In the meantime, what did the school decide to do? Again, by all appearances, it chose to muzzle its students. The student handbook was revised to read, “All interactions between students and the media should be coordinated with the Office of the Dean of Students and the Office of Public Affairs. This applies to situations in which students are contacted by the media as well as instances in which students may be seeking publicity about a student-related project or program.” When Wilson reported this policy in the Times, the school immediately backtracked. Without denying that adjustments were at least in part prompted by student remarks regarding Pharma funding and influence, dean of students Nancy Oriol explained, “The wording is problematic, and it doesn’t really capture our intent.” I called the dean because I thought the handbook’s intent was crystal clear. We did not speak, but I did see an e-mail to students following up from Jules Dienstag, dean of medical education, alleging that the purpose of the guideline had been “to inform students who wish to speak with journalists that we can serve as a vital resource.” Dienstag claimed to be particularly concerned about protecting patient confidentiality and other privacy-related issues. But Wilson tells me that “we [still] haven’t got to the bottom of the amount of influence drug companies and other special interests have on medical education or continuing medical education. As we reported, Harvard Medical’s dean wants to increase, not decrease, the school’s connections with industry.”
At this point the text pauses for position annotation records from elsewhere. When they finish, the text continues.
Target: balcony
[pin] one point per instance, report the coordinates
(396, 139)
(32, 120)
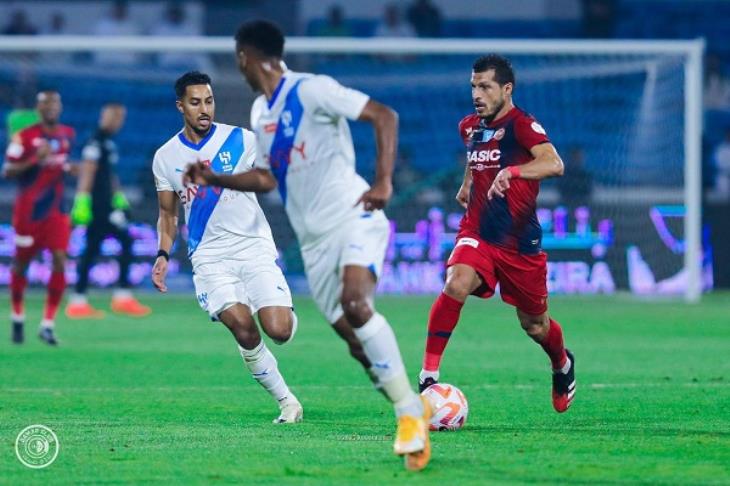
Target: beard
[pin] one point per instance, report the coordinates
(490, 117)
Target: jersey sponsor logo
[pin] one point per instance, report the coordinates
(487, 135)
(286, 119)
(484, 155)
(206, 198)
(473, 242)
(203, 300)
(299, 150)
(283, 142)
(15, 150)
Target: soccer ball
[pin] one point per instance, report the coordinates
(449, 406)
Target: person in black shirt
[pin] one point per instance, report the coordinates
(102, 206)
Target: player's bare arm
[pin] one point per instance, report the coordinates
(16, 167)
(166, 231)
(463, 195)
(546, 163)
(255, 180)
(385, 123)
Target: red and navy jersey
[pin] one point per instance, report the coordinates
(40, 188)
(509, 222)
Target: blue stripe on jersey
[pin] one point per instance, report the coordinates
(286, 132)
(277, 90)
(206, 198)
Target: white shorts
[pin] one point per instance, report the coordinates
(361, 242)
(254, 283)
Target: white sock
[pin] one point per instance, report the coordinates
(381, 348)
(262, 365)
(428, 374)
(77, 298)
(565, 368)
(295, 324)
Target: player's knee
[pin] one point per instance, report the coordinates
(457, 287)
(356, 307)
(246, 335)
(280, 330)
(535, 326)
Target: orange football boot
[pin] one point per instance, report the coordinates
(129, 306)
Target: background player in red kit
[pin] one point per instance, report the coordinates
(38, 157)
(508, 153)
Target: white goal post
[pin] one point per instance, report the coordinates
(691, 51)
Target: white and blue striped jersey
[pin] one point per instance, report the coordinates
(222, 224)
(304, 139)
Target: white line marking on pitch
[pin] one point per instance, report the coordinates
(485, 386)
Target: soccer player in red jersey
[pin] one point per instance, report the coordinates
(38, 157)
(499, 237)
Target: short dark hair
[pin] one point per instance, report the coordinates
(262, 35)
(191, 78)
(503, 72)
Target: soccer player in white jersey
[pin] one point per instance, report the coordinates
(304, 141)
(229, 240)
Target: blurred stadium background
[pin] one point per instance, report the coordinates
(614, 223)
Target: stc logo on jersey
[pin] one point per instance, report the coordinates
(477, 159)
(286, 119)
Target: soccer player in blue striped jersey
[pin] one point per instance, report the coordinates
(229, 240)
(305, 148)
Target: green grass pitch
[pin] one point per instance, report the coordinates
(166, 399)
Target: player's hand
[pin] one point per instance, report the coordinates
(198, 173)
(377, 196)
(462, 197)
(73, 169)
(159, 272)
(42, 151)
(500, 184)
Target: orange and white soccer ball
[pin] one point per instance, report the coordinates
(449, 406)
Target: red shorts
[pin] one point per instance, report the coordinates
(522, 278)
(50, 233)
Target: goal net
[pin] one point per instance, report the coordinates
(625, 117)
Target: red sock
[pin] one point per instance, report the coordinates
(17, 289)
(441, 322)
(553, 345)
(56, 286)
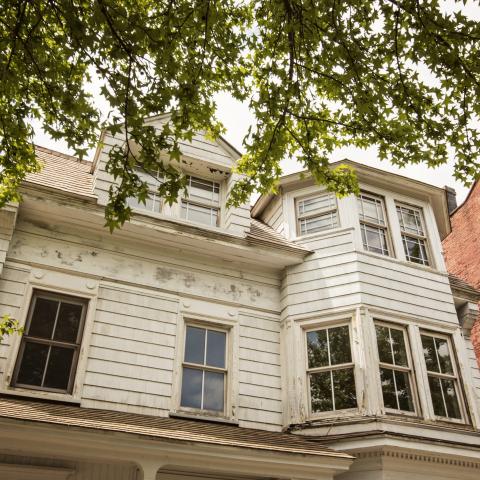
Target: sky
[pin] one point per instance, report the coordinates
(236, 118)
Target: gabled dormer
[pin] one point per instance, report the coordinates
(208, 165)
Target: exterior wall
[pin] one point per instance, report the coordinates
(140, 299)
(462, 249)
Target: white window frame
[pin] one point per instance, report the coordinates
(308, 371)
(152, 193)
(330, 210)
(456, 377)
(206, 368)
(51, 282)
(410, 369)
(417, 236)
(205, 314)
(202, 203)
(376, 225)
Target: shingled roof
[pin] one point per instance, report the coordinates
(167, 429)
(63, 172)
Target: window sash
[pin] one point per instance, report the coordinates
(331, 369)
(205, 368)
(441, 376)
(50, 343)
(394, 367)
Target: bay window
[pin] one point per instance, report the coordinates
(316, 213)
(330, 369)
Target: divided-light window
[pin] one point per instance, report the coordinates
(316, 213)
(202, 204)
(204, 372)
(153, 202)
(373, 223)
(50, 346)
(414, 237)
(395, 368)
(442, 376)
(330, 369)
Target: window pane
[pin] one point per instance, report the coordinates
(429, 353)
(344, 389)
(444, 356)
(404, 393)
(451, 399)
(374, 239)
(415, 250)
(214, 391)
(437, 398)
(192, 388)
(398, 347)
(43, 318)
(383, 342)
(195, 345)
(371, 209)
(68, 322)
(59, 367)
(216, 348)
(388, 388)
(321, 392)
(203, 189)
(339, 345)
(33, 364)
(317, 349)
(199, 214)
(318, 223)
(322, 202)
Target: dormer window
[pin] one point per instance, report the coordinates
(316, 213)
(202, 203)
(373, 224)
(414, 236)
(153, 202)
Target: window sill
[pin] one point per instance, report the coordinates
(39, 395)
(203, 418)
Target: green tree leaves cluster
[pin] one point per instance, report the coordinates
(318, 75)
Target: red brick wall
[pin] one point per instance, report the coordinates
(462, 249)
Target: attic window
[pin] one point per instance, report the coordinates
(202, 202)
(316, 213)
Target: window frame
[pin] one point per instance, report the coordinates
(425, 237)
(368, 223)
(308, 371)
(186, 200)
(319, 212)
(456, 377)
(77, 346)
(227, 370)
(412, 377)
(152, 193)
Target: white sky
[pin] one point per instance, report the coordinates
(236, 117)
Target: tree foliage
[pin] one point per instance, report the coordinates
(317, 74)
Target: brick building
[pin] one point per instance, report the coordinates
(462, 248)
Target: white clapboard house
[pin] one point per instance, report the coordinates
(307, 338)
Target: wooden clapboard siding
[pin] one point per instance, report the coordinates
(260, 395)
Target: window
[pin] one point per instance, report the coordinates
(153, 202)
(202, 204)
(442, 378)
(204, 369)
(414, 237)
(395, 368)
(50, 346)
(330, 369)
(316, 213)
(373, 224)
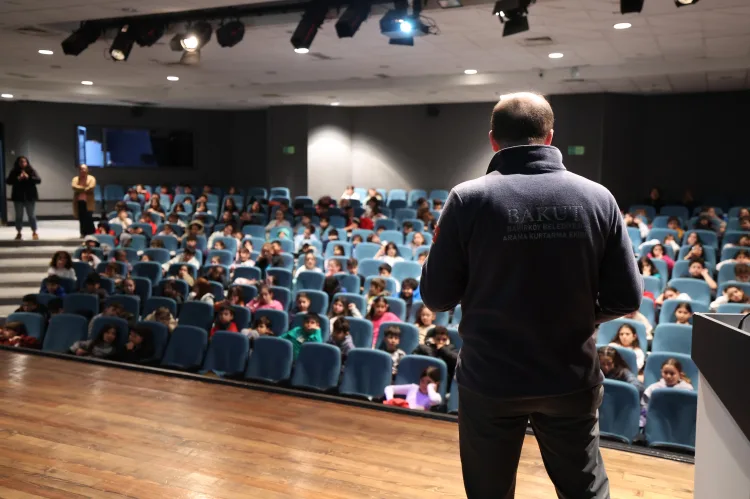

The Times’s reporting of this story offers one of the strongest arguments available for the importance of preserving the kind of journalism it represents. We all know that democracy relies on reporters to act as watchdogs on government. Most understand that business requires a close eye as well. Bloggers, foundations and displaced reporters are eager to do what they can to fill those respective voids. But what of a wholly private, ostensibly beneficent organization like Harvard Medical School? Though it receives massive government grants, it is not covered by the Freedom of Information Act. Its administration reveals information only as it sees fit. Do you think it will cooperate with some blogger? And consider the expense of a decently paid professional reporter spending more than a month on a single story unlikely to sell a single paper. Who is going to pay for that? Under such circumstances, who is going to think it worth investigating in the first place?